Bryan Clontz specializes in brokering gifts of non-cash assets to charity, so he has seen his share of unusual donations. But even he was nonplussed when a community foundation called and asked if he could help them accept and quickly liquidate a collection of 88 stuffed and mounted safari trophies, among them an elephant and a black rhinoceros.
“They wanted the money, but not the animals, which also included a three-legged Arctic fox,” the founder and president of Charitable Solutions, LLC, told professional advisors at the Boston Foundation on April 30. Fortunately, Mr. Clontz was able to arrange for an auction that yielded about $325,000 for charity.
While very few people have taxidermy collections to donate, non-cash (or complex) assets have enormous potential for good because charities, unlike regular people, don’t pay capital gains taxes when appreciated property (held longer than a year) is sold. Yet giving complex assets, such as illiquid company stock, land, privately held corporations or anything else not priced by a public market, requires planning and care that simple donations of cash don’t.
Chase Magnuson, president of Virginia-based Real Estate for Charities, says advisors need to be aware of “the land mines they can step on that turn an otherwise wonderful gift into a nightmare for the donor and eventually for the charity.”

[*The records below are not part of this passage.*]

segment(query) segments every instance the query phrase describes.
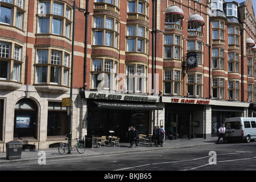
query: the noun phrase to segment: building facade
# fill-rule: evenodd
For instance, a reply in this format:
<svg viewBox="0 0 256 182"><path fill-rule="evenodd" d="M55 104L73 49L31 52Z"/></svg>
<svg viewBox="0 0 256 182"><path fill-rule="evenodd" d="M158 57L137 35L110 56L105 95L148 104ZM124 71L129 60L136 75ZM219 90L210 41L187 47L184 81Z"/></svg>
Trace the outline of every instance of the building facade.
<svg viewBox="0 0 256 182"><path fill-rule="evenodd" d="M226 118L255 116L251 0L75 2L0 1L1 151L69 133L127 142L131 125L207 138Z"/></svg>

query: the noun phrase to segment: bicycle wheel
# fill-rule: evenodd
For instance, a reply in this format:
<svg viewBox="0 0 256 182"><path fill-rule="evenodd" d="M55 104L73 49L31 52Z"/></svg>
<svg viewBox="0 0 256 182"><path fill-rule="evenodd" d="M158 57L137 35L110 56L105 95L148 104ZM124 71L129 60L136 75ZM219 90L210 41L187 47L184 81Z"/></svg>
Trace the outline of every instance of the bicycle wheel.
<svg viewBox="0 0 256 182"><path fill-rule="evenodd" d="M85 147L82 143L79 143L76 150L79 154L82 154L85 151Z"/></svg>
<svg viewBox="0 0 256 182"><path fill-rule="evenodd" d="M66 155L69 151L69 147L68 144L65 143L62 143L60 144L59 146L59 152L61 155Z"/></svg>

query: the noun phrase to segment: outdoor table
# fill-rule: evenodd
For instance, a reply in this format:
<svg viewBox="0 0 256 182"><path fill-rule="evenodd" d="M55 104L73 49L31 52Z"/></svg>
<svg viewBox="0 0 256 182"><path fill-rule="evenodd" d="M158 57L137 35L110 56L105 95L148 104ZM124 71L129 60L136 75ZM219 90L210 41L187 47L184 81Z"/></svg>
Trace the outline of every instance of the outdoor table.
<svg viewBox="0 0 256 182"><path fill-rule="evenodd" d="M96 143L97 145L97 148L98 148L98 142L99 140L101 140L102 138L101 137L94 137L93 138L93 139L94 139L94 142L93 142L93 143Z"/></svg>

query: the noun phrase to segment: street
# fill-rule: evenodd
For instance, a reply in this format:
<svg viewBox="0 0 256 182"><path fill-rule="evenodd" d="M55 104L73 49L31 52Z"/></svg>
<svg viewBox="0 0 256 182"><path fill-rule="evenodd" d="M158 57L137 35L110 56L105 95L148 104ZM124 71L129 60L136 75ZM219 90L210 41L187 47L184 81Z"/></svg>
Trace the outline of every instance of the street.
<svg viewBox="0 0 256 182"><path fill-rule="evenodd" d="M256 170L256 142L191 148L59 159L1 166L1 171L192 171ZM110 174L111 174L110 172ZM109 176L106 176L109 177Z"/></svg>

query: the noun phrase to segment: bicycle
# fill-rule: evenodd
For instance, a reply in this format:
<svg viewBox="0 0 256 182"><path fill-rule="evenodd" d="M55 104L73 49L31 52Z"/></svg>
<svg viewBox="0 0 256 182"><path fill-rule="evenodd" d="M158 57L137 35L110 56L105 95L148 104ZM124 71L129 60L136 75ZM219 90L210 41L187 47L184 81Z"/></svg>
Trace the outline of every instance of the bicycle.
<svg viewBox="0 0 256 182"><path fill-rule="evenodd" d="M68 141L68 138L65 138L68 140L67 143L61 143L59 146L59 152L61 155L66 155L70 153L71 151L74 150L74 148L76 148L76 150L79 154L83 154L85 151L85 147L84 144L79 143L79 139L81 137L76 138L76 143L73 146L71 146L70 143Z"/></svg>

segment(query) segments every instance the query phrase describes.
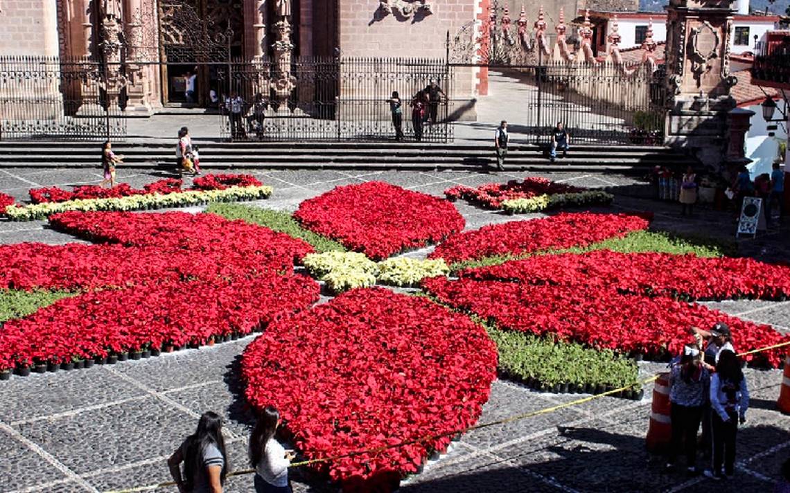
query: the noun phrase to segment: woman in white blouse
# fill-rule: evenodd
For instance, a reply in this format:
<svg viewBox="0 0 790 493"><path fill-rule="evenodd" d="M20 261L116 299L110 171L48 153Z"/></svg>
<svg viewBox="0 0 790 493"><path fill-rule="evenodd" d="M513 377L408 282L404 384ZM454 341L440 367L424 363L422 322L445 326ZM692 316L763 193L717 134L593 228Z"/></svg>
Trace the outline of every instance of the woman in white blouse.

The two biggest land mines are timing – shares in a closely held business, for example, must be donated before there is a signed purchase and sale agreement if the donor wants a tax deduction – and valuation. Advisors whose clients have upcoming liquidity events should raise the subject of charitable giving sooner, rather than later, because of IRS rules.
“It’s almost the obligation of the advisor to bring this up early so that a solution like this isn’t missed,” says Elliot Rotstein, a Boston-based Vice President of Management Planning Inc., which specializes in valuing interests in closely held businesses and private-equity and hedge funds. “The three things people need to consider are: what is the best asset to give, what is the right time to give it and what is the right vehicle to use?” Cash, he says, is almost never the right asset.
While only 5 percent of the $69.7 trillion in American household assets is cash, it and publicly traded securities account for 75 percent of all itemized charitable donations, according to John Havens of the Center on Wealth and Philanthropy at Boston College.
That may partly be due to the inability of many small charities to handle gifts of complex assets.
“By giving complex assets through the Boston Foundation to establish or replenish a Donor Advised Fund, donors can make grants to smaller nonprofits that would otherwise be unable to accept the gift,” says Laura T. Godine, Senior Director of Professional Advisor Relations. So far, she says, the Foundation has been able to handle virtually every kind of asset. “Someone once gave us a share in a cruise ship! That yielded close to $30 million for his Donor Advised Fund.”
Determining fair market value is key
Donors must obtain a “qualified appraisal” for the asset they are giving away, and that appraisal must be dated no earlier than 60 days before the gift and no later than the filing date of the tax return for the year of the gift. “The burden here rests with the charity and the professional advisors,” notes Mr. Rotstein, an incoming member of the Boston Foundation’s Professional Advisor Network. “The advisors need to let their clients know that if they are going to gift something that’s not publicly traded and for which there’s not a ready market, it’s the donor’s obligation to obtain the appraisal.” That’s because the donor will be submitting an IRS form 8283 with his or her tax return, a document declaring the gift’s fair market value. And the form has to be signed by the appraiser, the charity and the taxpayer.
“It happens all the time that donors don’t realize they have to complete the 8283,” explains Robert F. Reilly, a CPA and author of a recent textbook on valuing complex assets. Advisors should let their clients know what documentation and substantiation requirements must be met in order to successfully claim a charitable deduction on their taxes, according to Mr. Reilly, a managing director at Willamette Management Associates in Chicago who frequently testifies about valuations in court.
How to select an appraiser
Advisors should also help their clients find and vet appraisers. “Advisors need to ask the right questions to ensure that the Internal Revenue Service’s qualified appraisal test will be met,” says Reilly, who suggests asking:
- Does the appraiser have experience with charitable contribution appraisals for this type of property?
- Last year, how many 8283s did the appraiser sign for this kind of asset?
- Does the appraiser have experience defending his or her work before the IRS?
Nelson Clayton, an accredited senior appraiser who serves on the Board of Governors of the American Society of Appraisers, says appraisers generally charge $100 to $500 an hour and should never base their fee on the percentage of the value or offer to purchase the item.
Appraisers should also be willing to testify if the charitable deduction becomes the subject of an audit or a tax court case, according to Mr. Reilly. Courts are getting stricter, and “judges are expecting better substantiated appraisals than they would have accepted 10 years ago,” he says.